Re: [PATCH V2 2/2] blk-mq: make sure elevator callbacks aren't called for passthrough request

Ming Lei <ming.lei@xxxxxxxxxx> · Wed, 17 May 2023 11:26:32 +0800

On Tue, May 16, 2023 at 08:47:46AM -0600, Keith Busch wrote:
> On Tue, May 16, 2023 at 09:20:55AM +0800, Ming Lei wrote:
> > On Mon, May 15, 2023 at 02:22:18PM -0600, Keith Busch wrote:
> > > On Mon, May 15, 2023 at 08:52:38AM -0700, Bart Van Assche wrote:
> > > > On 5/15/23 07:46, Ming Lei wrote:
> > > > > @@ -48,7 +53,7 @@ blk_mq_sched_allow_merge(struct request_queue *q, struct request *rq,
> > > > >   static inline void blk_mq_sched_completed_request(struct request *rq, u64 now)
> > > > >   {
> > > > > -	if (rq->rq_flags & RQF_ELV) {
> > > > > +	if ((rq->rq_flags & RQF_ELV) && !blk_mq_bypass_sched(rq->cmd_flags)) {
> > > > >   		struct elevator_queue *e = rq->q->elevator;
> > > > >   		if (e->type->ops.completed_request)
> > > > > @@ -58,7 +63,7 @@ static inline void blk_mq_sched_completed_request(struct request *rq, u64 now)
> > > > >   static inline void blk_mq_sched_requeue_request(struct request *rq)
> > > > >   {
> > > > > -	if (rq->rq_flags & RQF_ELV) {
> > > > > +	if ((rq->rq_flags & RQF_ELV) && !blk_mq_bypass_sched(rq->cmd_flags)) {
> > > > >   		struct request_queue *q = rq->q;
> > > > >   		struct elevator_queue *e = q->elevator;
> > > > 
> > > > Has it been considered not to set RQF_ELV for passthrough requests instead
> > > > of making the above changes?
> > > 
> > > That sounds like a good idea. It changes more behavior than what Ming is
> > > targeting here, but after looking through each use for RQF_ELV, I think
> > > not having that set really is the right thing to do in all cases for
> > > passthrough requests.
> > 
> > I did consider that approach. But:
> > 
> > - RQF_ELV actually means that the request & its tag is allocated from sched tags.
> > 
> > - if RQF_ELV is cleared for passthrough request, request may be
> >   allocated from sched tags(normal IO) and driver tags(passthrough) at the same time.
> >   This way may cause other problem, such as, breaking blk_mq_hctx_has_requests().
> >   Meantime it becomes not likely to optimize tags resource utilization in future,
> >   at least for single LUN/NS, no need to keep sched tags & driver tags
> >   in memory at the same time.
> 
> Isn't that similar to multiple namespaces where some use elevator and
> others use 'none'? They're all contenting for the same shared driver
> tags with racing 'has_requests()'.

It is similar, but not same.

So far, for each single request queue, we never support to allocate
request/tag from both sched tags and driver tags at the same.
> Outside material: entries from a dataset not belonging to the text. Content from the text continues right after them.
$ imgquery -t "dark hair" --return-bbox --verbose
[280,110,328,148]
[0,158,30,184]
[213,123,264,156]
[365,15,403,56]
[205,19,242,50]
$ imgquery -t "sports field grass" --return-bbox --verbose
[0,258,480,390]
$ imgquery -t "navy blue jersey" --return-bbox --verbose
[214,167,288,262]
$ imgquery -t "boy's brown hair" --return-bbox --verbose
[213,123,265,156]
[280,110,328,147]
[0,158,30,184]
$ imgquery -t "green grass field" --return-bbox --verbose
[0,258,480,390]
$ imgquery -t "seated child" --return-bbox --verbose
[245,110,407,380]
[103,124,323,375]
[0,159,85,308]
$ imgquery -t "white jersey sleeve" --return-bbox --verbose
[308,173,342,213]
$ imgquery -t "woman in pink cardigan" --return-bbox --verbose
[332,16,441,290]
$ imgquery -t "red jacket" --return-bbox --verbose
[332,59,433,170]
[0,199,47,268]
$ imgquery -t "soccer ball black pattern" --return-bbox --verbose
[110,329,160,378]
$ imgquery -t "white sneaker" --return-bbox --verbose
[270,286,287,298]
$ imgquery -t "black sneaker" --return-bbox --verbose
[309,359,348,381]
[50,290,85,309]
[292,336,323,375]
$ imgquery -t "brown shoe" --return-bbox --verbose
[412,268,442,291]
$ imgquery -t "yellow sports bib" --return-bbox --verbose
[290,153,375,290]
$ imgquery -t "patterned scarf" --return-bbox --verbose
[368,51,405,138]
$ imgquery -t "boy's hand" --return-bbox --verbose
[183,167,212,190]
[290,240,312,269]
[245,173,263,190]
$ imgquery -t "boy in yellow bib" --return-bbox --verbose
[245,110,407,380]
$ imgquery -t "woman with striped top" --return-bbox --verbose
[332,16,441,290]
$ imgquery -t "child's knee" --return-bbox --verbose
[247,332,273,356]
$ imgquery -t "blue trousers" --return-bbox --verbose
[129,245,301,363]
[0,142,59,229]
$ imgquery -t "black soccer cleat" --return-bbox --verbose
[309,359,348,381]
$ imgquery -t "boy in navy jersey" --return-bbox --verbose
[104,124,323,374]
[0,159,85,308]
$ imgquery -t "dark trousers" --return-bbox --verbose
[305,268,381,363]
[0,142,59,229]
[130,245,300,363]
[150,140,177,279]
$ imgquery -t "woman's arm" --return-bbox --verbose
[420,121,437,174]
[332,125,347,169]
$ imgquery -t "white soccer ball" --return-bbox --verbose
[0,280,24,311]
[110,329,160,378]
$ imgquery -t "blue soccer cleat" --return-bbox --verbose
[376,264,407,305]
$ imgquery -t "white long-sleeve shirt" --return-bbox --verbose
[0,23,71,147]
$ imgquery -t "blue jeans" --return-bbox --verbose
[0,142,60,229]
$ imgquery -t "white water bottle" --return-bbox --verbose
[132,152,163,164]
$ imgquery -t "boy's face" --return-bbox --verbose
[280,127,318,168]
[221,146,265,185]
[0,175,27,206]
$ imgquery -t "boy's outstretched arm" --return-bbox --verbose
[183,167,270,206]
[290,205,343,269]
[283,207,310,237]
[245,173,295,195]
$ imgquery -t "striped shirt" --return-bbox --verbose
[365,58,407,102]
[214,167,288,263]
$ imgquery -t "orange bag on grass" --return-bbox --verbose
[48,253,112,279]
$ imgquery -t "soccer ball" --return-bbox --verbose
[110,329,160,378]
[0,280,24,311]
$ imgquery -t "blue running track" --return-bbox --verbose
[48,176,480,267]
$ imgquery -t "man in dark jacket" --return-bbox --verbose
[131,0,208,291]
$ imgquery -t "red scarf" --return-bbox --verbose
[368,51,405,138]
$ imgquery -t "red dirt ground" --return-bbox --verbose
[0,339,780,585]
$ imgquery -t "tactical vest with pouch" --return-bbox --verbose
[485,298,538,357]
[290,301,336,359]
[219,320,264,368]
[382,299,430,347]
If we clear RQF_ELV simply for pt request, at least:

1) blk_mq_hctx_has_requests() is broken since this function only checks
sched tags in case of q->elevator

2) q->nr_requests may not be respected any more in case of q->elevator

> And the passthrough case is special with users of that interface taking
> on a greater responsibility and generally want the kernel out of the
> way. I don't think anyone would purposefully run a tag intense workload
> through that engine at the same time as using a generic one with the
> scheduler. It definitely should still work, but it doesn't need to be
> fair, right?

I guess it may work, but question is that what we can get from this kind
of big change? And I think this approach may be one following work if it is
proved as useful.

Thanks,
Ming